Recursively select records in single table when having main categoryid and textvalue of subcategory

  • I want to recursively select all records within a hierarchy, using the main parentid and a textvalue on level 1 OR level 2 of the subcategories.

    My data:

    CREATE TABLE [dbo].[articlegroups](

    [id] [int] NOT NULL,

    [parentid] [int] NOT NULL,

    [catlevel] [tinyint] NOT NULL,

    [slug_en] [nvarchar](50) NOT NULL,

    CONSTRAINT [PK_globos_articlegroups] PRIMARY KEY CLUSTERED

    (

    [id] ASC

    )WITH (PAD_INDEX = OFF, STATISTICS_NORECOMPUTE = OFF, IGNORE_DUP_KEY = OFF, ALLOW_ROW_LOCKS = ON, ALLOW_PAGE_LOCKS = ON) ON [PRIMARY]

    ) ON [PRIMARY]

    INSERT [dbo].[articlegroups ([id], [parentid], [catlevel], [slug_en]) VALUES (129, 0, 0, N'baby-and-birth')

    INSERT [dbo].[articlegroups ([id], [parentid], [catlevel], [slug_en]) VALUES (130, 129, 1, N'nursery')

    INSERT [dbo].[articlegroups ([id], [parentid], [catlevel], [slug_en]) VALUES (135, 130, 2, N'mattresses')

    INSERT [dbo].[articlegroups ([id], [parentid], [catlevel], [slug_en]) VALUES (136, 130, 2, N'cradles')

    INSERT [dbo].[articlegroups ([id], [parentid], [catlevel], [slug_en]) VALUES (139, 129, 1, N'pillows')

    INSERT [dbo].[articlegroups ([id], [parentid], [catlevel], [slug_en]) VALUES (140, 139, 2, N'headrest')

    INSERT [dbo].[articlegroups ([id], [parentid], [catlevel], [slug_en]) VALUES (141, 0, 0, N'computers')

    INSERT [dbo].[articlegroups ([id], [parentid], [catlevel], [slug_en]) VALUES (142, 141, 1, N'laptops')

    When selecting rows I always have the main parentId (so catlevel 0) and the slug_en value.

    In my example case I have id 129 and slug_en='cradles'. I want my query to then return:

    idparentidcatlevel

    12900

    1301291

    1361302

    If I have id 129 and slug_en='pillows'. I want my query to then return:

    idparentidcatlevel

    12900

    1391291

    How can I do this?

    I'm new to SQL Server.
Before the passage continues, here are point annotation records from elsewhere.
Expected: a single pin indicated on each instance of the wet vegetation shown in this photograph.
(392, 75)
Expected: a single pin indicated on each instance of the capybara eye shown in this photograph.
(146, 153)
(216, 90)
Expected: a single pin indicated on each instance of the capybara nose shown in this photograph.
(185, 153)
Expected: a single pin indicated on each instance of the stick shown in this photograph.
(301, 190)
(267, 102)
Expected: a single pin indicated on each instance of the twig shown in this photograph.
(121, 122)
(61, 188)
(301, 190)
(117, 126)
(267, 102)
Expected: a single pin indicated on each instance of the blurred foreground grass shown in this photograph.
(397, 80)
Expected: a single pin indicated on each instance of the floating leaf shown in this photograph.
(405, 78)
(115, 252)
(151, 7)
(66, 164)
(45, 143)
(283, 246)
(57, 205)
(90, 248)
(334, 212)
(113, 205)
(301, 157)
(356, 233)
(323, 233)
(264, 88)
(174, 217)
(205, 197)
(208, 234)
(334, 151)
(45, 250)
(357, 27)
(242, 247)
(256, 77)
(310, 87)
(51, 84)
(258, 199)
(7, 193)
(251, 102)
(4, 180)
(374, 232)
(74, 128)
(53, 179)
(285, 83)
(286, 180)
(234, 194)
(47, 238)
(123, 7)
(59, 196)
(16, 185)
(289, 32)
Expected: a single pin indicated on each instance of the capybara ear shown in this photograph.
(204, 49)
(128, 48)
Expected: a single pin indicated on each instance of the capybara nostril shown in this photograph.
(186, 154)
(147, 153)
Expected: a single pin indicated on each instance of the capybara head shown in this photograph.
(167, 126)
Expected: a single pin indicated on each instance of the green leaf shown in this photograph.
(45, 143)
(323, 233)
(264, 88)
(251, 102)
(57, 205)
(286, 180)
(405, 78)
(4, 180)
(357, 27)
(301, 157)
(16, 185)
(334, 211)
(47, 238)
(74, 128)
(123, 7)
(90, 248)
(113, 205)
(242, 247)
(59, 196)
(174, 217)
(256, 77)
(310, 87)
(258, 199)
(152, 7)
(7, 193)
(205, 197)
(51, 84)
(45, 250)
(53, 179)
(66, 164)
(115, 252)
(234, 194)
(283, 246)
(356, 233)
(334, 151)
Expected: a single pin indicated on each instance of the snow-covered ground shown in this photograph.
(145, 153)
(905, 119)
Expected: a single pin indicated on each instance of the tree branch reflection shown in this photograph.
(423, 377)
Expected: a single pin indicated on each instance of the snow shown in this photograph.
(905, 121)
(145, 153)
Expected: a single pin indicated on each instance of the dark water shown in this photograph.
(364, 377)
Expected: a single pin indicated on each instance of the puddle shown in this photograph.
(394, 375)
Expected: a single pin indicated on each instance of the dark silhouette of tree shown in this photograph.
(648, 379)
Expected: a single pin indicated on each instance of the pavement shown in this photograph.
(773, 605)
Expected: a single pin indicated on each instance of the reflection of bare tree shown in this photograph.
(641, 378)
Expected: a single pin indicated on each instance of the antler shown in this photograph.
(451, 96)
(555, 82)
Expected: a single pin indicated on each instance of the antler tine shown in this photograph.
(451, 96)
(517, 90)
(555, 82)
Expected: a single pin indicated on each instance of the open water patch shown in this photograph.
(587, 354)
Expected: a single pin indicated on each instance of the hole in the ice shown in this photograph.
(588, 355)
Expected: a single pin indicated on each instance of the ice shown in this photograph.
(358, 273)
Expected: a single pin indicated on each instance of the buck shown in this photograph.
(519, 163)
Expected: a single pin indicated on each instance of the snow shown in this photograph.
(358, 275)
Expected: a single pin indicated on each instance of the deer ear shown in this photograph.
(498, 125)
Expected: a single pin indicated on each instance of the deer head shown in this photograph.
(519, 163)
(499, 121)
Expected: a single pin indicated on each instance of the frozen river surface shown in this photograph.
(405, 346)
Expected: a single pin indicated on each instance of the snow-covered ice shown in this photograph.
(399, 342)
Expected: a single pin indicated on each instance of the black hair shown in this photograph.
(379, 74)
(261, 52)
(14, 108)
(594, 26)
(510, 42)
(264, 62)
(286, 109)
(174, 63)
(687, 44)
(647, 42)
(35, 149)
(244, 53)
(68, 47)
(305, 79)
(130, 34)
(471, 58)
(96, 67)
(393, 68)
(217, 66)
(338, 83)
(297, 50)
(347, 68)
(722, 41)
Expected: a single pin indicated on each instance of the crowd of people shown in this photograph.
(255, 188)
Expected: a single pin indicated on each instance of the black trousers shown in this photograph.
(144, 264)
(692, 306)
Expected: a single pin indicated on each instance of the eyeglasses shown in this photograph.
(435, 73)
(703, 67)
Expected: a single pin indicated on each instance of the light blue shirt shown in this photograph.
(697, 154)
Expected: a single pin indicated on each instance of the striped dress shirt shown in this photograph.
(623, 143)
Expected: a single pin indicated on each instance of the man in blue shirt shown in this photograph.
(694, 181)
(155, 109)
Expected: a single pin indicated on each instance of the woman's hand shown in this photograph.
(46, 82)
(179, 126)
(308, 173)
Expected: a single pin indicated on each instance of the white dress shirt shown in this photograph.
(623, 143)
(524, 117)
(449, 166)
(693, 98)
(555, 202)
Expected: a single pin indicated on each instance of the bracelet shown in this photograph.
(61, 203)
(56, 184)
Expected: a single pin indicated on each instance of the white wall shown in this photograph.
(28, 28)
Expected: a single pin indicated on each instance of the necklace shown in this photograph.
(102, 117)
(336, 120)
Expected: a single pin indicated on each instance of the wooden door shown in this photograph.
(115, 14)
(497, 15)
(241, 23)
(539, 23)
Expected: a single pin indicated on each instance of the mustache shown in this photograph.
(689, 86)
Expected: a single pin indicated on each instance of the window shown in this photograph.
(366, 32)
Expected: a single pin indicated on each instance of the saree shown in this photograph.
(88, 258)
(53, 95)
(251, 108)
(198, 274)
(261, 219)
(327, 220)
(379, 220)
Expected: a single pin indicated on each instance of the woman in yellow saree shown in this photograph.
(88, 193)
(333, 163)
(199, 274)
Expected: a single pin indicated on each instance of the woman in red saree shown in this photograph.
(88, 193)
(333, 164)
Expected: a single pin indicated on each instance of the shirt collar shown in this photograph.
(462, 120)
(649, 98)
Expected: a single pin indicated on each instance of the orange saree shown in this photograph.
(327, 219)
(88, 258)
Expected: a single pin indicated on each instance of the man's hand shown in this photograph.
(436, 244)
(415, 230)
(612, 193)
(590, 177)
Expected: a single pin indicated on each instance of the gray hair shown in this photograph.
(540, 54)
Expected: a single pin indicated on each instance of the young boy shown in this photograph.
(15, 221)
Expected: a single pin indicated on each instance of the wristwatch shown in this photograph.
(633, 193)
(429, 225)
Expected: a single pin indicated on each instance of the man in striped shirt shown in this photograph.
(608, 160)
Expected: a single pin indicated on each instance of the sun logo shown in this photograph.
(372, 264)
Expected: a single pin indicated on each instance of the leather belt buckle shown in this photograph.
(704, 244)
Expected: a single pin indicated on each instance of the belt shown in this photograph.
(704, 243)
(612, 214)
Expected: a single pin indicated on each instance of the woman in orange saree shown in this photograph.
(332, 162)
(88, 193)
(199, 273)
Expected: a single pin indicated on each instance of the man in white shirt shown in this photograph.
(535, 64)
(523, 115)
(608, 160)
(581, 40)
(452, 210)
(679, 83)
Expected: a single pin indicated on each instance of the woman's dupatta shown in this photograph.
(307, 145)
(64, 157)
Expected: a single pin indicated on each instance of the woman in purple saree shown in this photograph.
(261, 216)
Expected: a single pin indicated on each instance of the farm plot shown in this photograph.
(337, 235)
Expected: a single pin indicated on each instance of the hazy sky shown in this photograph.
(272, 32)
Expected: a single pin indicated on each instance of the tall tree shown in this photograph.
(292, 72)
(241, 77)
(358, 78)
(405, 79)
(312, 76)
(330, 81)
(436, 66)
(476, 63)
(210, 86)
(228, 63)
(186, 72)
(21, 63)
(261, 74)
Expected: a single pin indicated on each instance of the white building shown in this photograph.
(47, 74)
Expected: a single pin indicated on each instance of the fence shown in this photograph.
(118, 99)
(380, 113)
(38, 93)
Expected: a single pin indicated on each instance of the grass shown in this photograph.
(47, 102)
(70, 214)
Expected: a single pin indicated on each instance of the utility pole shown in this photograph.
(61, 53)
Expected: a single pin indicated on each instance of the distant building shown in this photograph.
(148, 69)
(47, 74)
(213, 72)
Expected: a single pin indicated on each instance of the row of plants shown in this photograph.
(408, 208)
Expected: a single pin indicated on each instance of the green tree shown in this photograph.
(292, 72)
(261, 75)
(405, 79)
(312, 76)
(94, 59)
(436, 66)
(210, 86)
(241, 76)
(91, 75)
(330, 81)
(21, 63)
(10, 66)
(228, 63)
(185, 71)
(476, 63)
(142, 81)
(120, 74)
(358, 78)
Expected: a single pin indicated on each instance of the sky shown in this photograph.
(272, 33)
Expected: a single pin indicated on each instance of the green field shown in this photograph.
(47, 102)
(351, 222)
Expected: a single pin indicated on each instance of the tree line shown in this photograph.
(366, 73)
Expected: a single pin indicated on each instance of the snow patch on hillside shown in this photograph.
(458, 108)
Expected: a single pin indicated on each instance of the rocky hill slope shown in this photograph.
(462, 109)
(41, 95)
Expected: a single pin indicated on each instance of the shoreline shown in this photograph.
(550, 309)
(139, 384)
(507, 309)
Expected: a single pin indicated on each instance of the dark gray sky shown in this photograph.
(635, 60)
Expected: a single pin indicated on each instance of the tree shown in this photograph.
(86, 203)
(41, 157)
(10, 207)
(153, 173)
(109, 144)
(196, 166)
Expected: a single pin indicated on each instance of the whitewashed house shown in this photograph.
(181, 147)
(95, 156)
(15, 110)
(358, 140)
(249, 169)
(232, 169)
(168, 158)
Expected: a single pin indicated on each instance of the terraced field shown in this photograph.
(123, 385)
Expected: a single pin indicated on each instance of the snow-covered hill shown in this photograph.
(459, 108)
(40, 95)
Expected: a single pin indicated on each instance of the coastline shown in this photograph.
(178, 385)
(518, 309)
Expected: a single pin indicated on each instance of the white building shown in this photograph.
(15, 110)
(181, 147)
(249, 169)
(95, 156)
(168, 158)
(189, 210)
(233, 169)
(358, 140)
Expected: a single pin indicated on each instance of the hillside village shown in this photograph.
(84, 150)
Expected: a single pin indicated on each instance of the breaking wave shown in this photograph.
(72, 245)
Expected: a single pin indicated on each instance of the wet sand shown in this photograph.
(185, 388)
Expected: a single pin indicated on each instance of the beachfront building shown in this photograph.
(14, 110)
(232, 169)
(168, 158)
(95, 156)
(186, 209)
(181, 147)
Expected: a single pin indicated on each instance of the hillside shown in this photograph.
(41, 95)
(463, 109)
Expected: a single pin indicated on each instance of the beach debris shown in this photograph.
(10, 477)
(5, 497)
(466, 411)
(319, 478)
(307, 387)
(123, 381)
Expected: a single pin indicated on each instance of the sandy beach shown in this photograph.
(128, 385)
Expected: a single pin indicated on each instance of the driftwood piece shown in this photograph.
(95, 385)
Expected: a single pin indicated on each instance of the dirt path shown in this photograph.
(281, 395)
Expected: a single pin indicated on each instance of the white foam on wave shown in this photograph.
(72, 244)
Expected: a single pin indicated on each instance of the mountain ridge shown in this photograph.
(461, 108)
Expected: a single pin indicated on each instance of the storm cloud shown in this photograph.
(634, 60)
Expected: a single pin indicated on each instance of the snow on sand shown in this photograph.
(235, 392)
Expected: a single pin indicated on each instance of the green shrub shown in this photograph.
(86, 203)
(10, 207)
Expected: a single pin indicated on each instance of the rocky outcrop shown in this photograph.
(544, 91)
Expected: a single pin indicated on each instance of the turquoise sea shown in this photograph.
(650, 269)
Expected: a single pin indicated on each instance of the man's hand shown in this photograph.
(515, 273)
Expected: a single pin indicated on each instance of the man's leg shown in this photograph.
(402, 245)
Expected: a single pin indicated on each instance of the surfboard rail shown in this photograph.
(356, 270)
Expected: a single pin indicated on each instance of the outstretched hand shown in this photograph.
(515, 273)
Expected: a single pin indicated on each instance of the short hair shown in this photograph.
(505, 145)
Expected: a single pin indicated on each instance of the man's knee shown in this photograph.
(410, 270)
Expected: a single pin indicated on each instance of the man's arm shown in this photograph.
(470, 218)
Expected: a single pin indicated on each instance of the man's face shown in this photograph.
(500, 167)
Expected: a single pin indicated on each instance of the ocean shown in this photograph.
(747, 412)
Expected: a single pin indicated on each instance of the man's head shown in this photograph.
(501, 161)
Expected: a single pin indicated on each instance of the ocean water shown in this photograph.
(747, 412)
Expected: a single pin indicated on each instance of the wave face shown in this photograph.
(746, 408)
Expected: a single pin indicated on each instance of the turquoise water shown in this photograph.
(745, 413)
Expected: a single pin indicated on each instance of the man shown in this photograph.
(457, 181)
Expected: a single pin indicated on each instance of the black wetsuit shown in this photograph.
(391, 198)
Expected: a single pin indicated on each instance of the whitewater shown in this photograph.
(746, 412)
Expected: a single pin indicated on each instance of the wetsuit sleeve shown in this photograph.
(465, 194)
I was reading here https://msdn.microsoft.com/en-us/library/ms186243%28v=sql.105%29.aspx?f=255&MSPPError=-2147217396 on recursive SQL, but I have no idea how to implement this as I just have one table and I also have 2 selection criteria (main category id and a textvalue on either level 1 or 2).

  • Do you have any other entries in your table that have a ParentID of "0"?

    --Jeff Moden


    RBAR is pronounced "ree-bar" and is a "Modenism" for Row-By-Agonizing-Row.
    First step towards the paradigm shift of writing Set Based code:
    ________Stop thinking about what you want to do to a ROW... think, instead, of what you want to do to a COLUMN.

    Change is inevitable... Change for the better is not.


    Helpful Links:
    How to post code problems
    How to Post Performance Problems
    Create a Tally Function (fnTally)

  • Oeh, good question:) Yes I do actually! I've updated the INSERT queries in my post with some extra data.

  • Then you need to know the answer to the question before the question is known. Sorry, don't mean to sound cryptic but it's true and I can demonstrate how to do that. Before I do, I need to know another thing... is the slug_en column constrained to be unique or can there be duplicates in that column? For example, could the word "pillows" theoretically occur more than once in that column?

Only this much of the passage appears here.